Voilà un rebondissement qui inspirera peut-être un jour les scénaristes d’une série télévisée. Elle ne s’appellerait pas Dallas mais Essen, et l’empire du discount y remplacerait celui du pétrole.

Plus besoin de vous présenter les fondateurs d’Aldi, les frères Théo et Karl Albrecht, ni de décrire leurs principes de rigoureux ascétisme, leur voeu de totale discrétion, ou le Yalta familial qui les vit diviser leur empire en 1960 entre Aldi Nord, attribué à la branche de Theo, et Aldi Süd, supervisé par la lignée de Karl. Theo disparut en 2010, quatre ans avant son frère. Sa veuve Cäcilie Albrecht, qui avait joué un rôle très actif dans la construction d’Aldi, resta très impliquée dans la vie d’Aldi Nord, puisqu’elle siégeait au conseil d’administration d’une fondation, Markus, contrôlant 61% du capital de cette branche du discounter.
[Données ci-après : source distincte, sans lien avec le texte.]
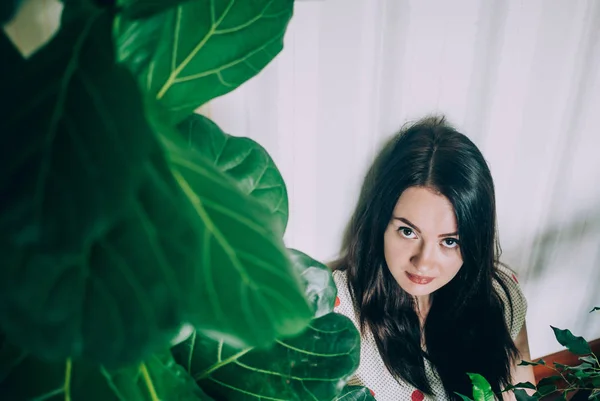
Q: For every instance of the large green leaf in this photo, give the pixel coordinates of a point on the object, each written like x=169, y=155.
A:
x=312, y=366
x=87, y=200
x=144, y=8
x=245, y=289
x=575, y=344
x=242, y=159
x=25, y=377
x=521, y=395
x=319, y=287
x=201, y=49
x=355, y=393
x=482, y=391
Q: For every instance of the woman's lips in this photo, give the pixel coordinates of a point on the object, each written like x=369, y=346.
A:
x=419, y=279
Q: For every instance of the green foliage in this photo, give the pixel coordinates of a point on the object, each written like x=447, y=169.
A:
x=125, y=218
x=568, y=379
x=242, y=159
x=201, y=49
x=313, y=365
x=576, y=345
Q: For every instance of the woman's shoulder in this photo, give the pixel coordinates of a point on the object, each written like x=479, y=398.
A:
x=343, y=303
x=507, y=285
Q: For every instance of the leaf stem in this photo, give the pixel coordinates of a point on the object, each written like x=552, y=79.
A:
x=148, y=381
x=216, y=366
x=67, y=388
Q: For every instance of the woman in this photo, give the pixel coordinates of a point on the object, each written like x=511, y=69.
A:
x=419, y=273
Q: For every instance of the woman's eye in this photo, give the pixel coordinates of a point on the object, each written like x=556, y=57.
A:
x=407, y=232
x=450, y=243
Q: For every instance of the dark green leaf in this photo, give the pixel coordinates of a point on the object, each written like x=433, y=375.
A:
x=144, y=8
x=521, y=395
x=312, y=366
x=482, y=391
x=242, y=159
x=576, y=345
x=548, y=380
x=201, y=49
x=25, y=377
x=524, y=385
x=245, y=289
x=355, y=393
x=12, y=60
x=589, y=359
x=527, y=363
x=81, y=178
x=565, y=393
x=463, y=397
x=545, y=390
x=583, y=374
x=320, y=289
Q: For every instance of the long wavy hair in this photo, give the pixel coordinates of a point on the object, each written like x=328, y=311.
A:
x=465, y=330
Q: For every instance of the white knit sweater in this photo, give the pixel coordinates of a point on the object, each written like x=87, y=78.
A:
x=372, y=372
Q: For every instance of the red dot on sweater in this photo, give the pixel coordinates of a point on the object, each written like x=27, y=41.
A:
x=417, y=396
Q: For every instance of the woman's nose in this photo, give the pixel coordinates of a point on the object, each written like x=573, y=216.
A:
x=424, y=257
Deux autres fondations, détenaient chacune 19,5% du capital, celles contrôlées par les fils de Theo et Cäcilie: Theo (fondation Lukas) et Berthold (fondation Jakobus), lui-même décédé en 2012.
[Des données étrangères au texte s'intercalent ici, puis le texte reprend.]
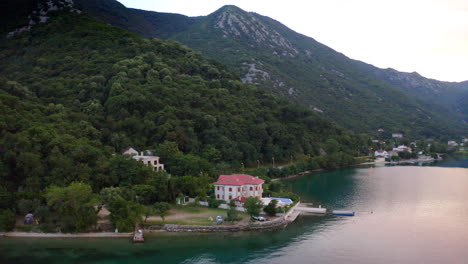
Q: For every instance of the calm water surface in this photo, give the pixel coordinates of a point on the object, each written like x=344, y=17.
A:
x=404, y=214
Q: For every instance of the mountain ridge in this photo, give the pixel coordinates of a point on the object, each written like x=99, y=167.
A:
x=296, y=67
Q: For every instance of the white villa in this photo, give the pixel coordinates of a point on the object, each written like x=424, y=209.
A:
x=238, y=187
x=403, y=148
x=381, y=153
x=146, y=159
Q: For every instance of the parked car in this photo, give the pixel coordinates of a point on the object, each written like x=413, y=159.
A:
x=258, y=218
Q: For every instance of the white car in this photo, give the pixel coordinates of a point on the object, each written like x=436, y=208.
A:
x=258, y=218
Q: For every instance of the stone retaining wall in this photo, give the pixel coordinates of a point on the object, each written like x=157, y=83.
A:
x=277, y=223
x=273, y=224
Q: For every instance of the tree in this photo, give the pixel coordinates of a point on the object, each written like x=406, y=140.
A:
x=7, y=220
x=162, y=209
x=125, y=215
x=253, y=205
x=74, y=205
x=270, y=209
x=232, y=214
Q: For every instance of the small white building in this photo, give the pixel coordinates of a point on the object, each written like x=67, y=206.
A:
x=238, y=187
x=381, y=154
x=403, y=148
x=146, y=159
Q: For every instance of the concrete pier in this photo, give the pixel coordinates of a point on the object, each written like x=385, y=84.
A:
x=307, y=209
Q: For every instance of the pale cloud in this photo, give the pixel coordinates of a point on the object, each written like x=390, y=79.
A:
x=427, y=36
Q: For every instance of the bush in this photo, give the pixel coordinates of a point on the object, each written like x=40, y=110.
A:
x=233, y=214
x=7, y=220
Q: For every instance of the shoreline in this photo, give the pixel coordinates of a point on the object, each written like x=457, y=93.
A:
x=66, y=235
x=277, y=223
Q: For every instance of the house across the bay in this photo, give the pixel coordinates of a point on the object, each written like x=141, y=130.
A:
x=147, y=158
x=237, y=187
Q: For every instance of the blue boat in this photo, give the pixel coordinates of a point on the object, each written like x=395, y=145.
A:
x=345, y=213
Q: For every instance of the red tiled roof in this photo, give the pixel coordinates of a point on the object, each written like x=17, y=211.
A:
x=240, y=199
x=238, y=179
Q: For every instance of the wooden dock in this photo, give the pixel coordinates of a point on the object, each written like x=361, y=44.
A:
x=138, y=236
x=307, y=209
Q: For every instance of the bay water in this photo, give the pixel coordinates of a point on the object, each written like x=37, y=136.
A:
x=404, y=214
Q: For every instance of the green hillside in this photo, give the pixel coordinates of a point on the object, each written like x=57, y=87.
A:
x=271, y=56
x=74, y=91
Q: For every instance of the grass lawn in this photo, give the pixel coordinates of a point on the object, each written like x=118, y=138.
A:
x=192, y=215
Cäcilie Albrecht, la patriarche et veuve du cofondateur, est décédée récemment, en novembre 2018. Non sans avoir laissé une surprise dans son testament. Elle exprime sa volonté d’interdire  à la veuve de Berthold, Babette, et à leurs enfants, d’exercer le moindre rôle dans la vie de l’entreprise. Elle leur reproche un train de vie bien trop luxueux, qu’elle attribue à un siphonnage en règle de 100 millions d’euros depuis leur fondation Jakobus. Le testament de Cäcilie Albrecht, publié ce weekend par l’hebdomadaire Bild am Sonntag, est explicite: “Je prends les mesures nécessaires à la préservation de la philosophie de notre famille, qui est de servir le consortium Aldi Nord, et de le favoriser en mettant de côté ses intérêts propres tout en adoptant un mode de vie sobre et modeste.” Cäcilie Albrecht souligne que son fils Berthold Albrecht avait lui-même, de son vivant, exprimé des doutes sur les capacités de ses enfants à gérer de façon responsable l’avenir du consortium et de ses collaborateurs.
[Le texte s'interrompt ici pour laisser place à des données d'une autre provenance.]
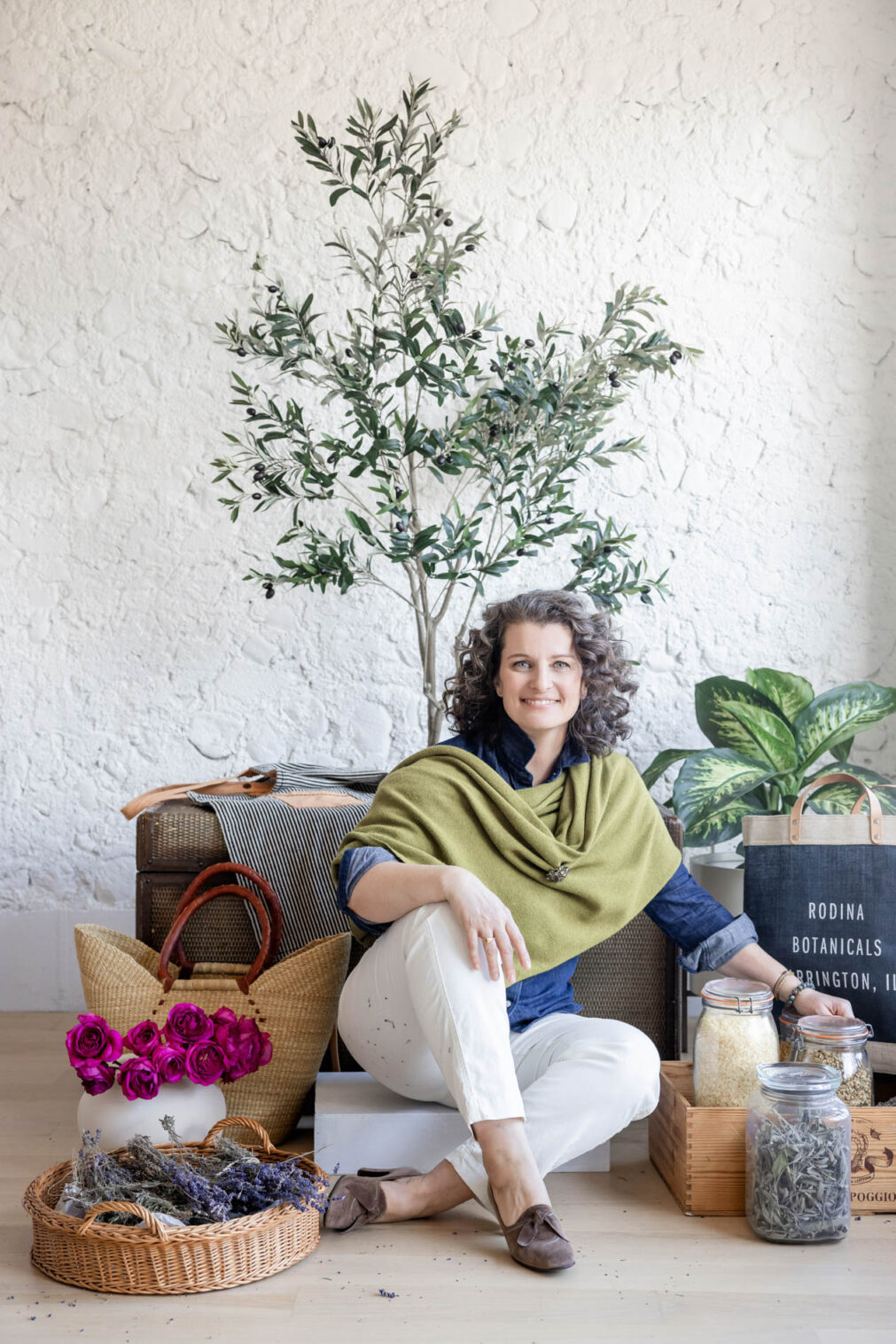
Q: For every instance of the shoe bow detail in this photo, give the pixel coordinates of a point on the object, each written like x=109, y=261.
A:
x=536, y=1218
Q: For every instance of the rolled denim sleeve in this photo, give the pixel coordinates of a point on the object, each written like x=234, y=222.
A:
x=721, y=947
x=352, y=867
x=707, y=933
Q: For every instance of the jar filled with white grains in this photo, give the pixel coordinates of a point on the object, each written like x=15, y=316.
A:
x=735, y=1034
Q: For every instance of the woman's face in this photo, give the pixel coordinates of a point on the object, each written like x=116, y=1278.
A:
x=539, y=677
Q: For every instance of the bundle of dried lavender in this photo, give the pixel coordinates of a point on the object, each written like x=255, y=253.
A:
x=799, y=1188
x=185, y=1184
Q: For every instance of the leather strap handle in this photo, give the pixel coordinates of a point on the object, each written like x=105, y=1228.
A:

Ce missile posthume est aussi clairement dirigé vers la veuve de Berthold Albrecht, Babette, dont le style de vie flamboyant est aux antipodes de celui des fondateurs de la dynastie du discount. Les frères Albrecht étaient maladivement discrets - il n’existe qu’à peine qu’une ou deux photos les représentant - et le kidnapping de Théo en 1971, ensuite libéré contre paiement d’une rançon, avait clairement convaincu celui-ci de vivre à l’abri du monde et des media. Babette Albrecht, c’est tout le contraire: celle que les media allemands surnomment “la veuve joyeuse” aime le faste et le glamour, a participé à la version allemande de Danse avec les Stars, s’affiche dans les bals mondains ou accorde des interviews au magazine Gala.

Les avocats de Babette et de ses enfants s’insurgent contre les reproches formulés dans le testament de Cäcilie, soulignant qu’ils n’ont jamais, depuis la mort de leur père, cessé de fournir, via Jakobus, les moyens d’investissement nécessaires au développement d’Aldi Nord.